# ***OFFICIAL*** Chris Leben vs Brian Stann Pre/Post Fight



## dudeabides (Sep 30, 2008)

*Please conduct ALL of your discussion in regards to Chris 'The Crippler' Leben versus Brian 'All American' Stann at UFC 125 in this thread. All threads made in regards to this fight will be merged into this one.*​


----------



## Guymay (Jul 6, 2009)

Nothing much to say about this fight . Both are tough as nails and always game i except FOTN nothing less from this 2 . 

Leben by TKO round 3 is my pick .


----------



## Hammerlock2.0 (Jun 17, 2009)

Stann by decision.


----------



## Hexabob69 (Nov 8, 2008)

I see Leben taking this, he has more skill, more experience, and I am sure a better chin.


----------



## No_Mercy (Oct 17, 2006)

Stann use to be a banger (Cantwell x 2) then he realized having a game plan was more feasible. I expect Stann to execute a well thought out game plan by the GJ camp picking Leben apart for the whole three rounds. If he strays and decides to throw down it could be a short night. 

Stann by UD!


----------



## Sambo de Amigo (Sep 24, 2010)

I dont care who wins as long as its a slugfest , because thats the only reason i watch Leben.
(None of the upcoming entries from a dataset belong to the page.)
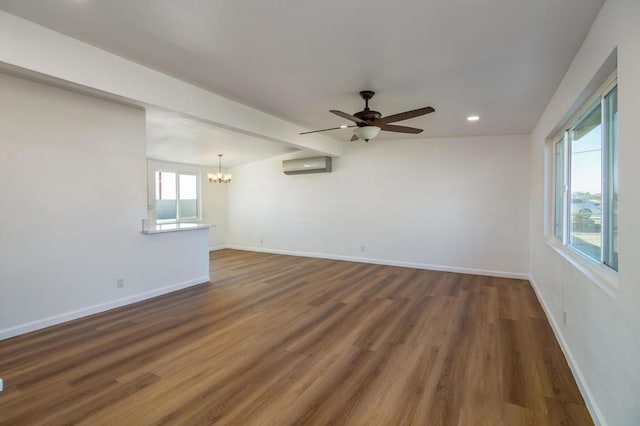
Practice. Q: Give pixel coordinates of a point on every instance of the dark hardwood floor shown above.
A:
(278, 340)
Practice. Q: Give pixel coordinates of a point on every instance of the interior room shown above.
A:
(355, 213)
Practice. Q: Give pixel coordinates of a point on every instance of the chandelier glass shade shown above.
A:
(219, 177)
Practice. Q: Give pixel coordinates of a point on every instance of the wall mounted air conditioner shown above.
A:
(307, 165)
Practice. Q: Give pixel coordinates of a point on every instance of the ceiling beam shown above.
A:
(34, 50)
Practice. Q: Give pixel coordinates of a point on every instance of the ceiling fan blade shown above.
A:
(399, 129)
(324, 130)
(407, 115)
(348, 116)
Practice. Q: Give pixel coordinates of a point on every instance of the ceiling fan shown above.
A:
(369, 122)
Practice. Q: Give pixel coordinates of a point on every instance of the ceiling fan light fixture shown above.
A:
(367, 132)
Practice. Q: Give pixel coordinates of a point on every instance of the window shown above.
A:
(585, 187)
(176, 196)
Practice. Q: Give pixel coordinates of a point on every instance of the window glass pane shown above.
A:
(611, 252)
(188, 197)
(166, 208)
(585, 233)
(559, 188)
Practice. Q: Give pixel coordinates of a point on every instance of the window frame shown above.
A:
(605, 275)
(177, 173)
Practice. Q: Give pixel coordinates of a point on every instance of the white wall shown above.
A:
(454, 204)
(602, 334)
(214, 198)
(30, 47)
(73, 185)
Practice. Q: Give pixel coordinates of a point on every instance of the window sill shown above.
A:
(603, 276)
(173, 227)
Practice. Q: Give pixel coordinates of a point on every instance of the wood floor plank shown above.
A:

Plus i can see Gomi vs Guida , Diaz vs Kim , Vera Vs Silva actually being quite tactical as well as Maynard vs Edgar so this fight to me is the fun fight which means nothing.


----------



## HitOrGetHit (Jun 29, 2009)

Stann is a tough fighter, but I think Leben is definitely th better fighter. Leben has much more experience and has fought in much more high profile fights to gain this experience. I think that Stann has a chance to win, but I don't see him with his hand raised at the end of this fight.


----------



## BobbyCooper (Oct 26, 2009)

This should never ever be the Co Main Event! :thumbsdown:

Kim vs. Diaz is a top contender battle right now!:thumbsup:


----------



## Machida Karate (Nov 30, 2009)

BobbyCooper said:


> This should never ever be the Co Main Event! :thumbsdown:
> 
> Kim vs. Diaz is a top contender battle right now!:thumbsup:



I totally agree, UFC purely did it because they know there going to bang and Kim is going to make there fight a ground war


----------



## hixxy (Sep 7, 2007)

I think Leben takes this via a late tko!


----------



## xeberus (Apr 23, 2007)

leben looked ripped


----------



## badboy (Aug 1, 2009)

Looks like a great fight and probably will be. I think Stann takes this with a 3rd round TKO.


----------



## oldfan (Mar 14, 2010)

I’ve been watching the ufc countdown stuff and I’m working myself up to be an official fanboy of Brian Stann. There is just nothing to *not* like about him. I have a special love for the USMC. I was never in the military but I grew up at the beach where every Marine on the east coast goes for R&R. They taught me how to fight at a very young age. They are absolutely the toughest, meanest, dirtiest and bravest branch of the military.

We called ‘em Jarheads. But only if we wanted to fight. They were always ready.

I can’t help but think that when Brian walks out to that octagon some small part of his mind is going to be thinking “ no snipers, no suicide bombers, THIS IS GONNA BE GREAT!”

WAR CAPTAIN JARHEAD!!


----------



## BobbyCooper (Oct 26, 2009)

Kim vs. Diaz is the actual Co. Main Event!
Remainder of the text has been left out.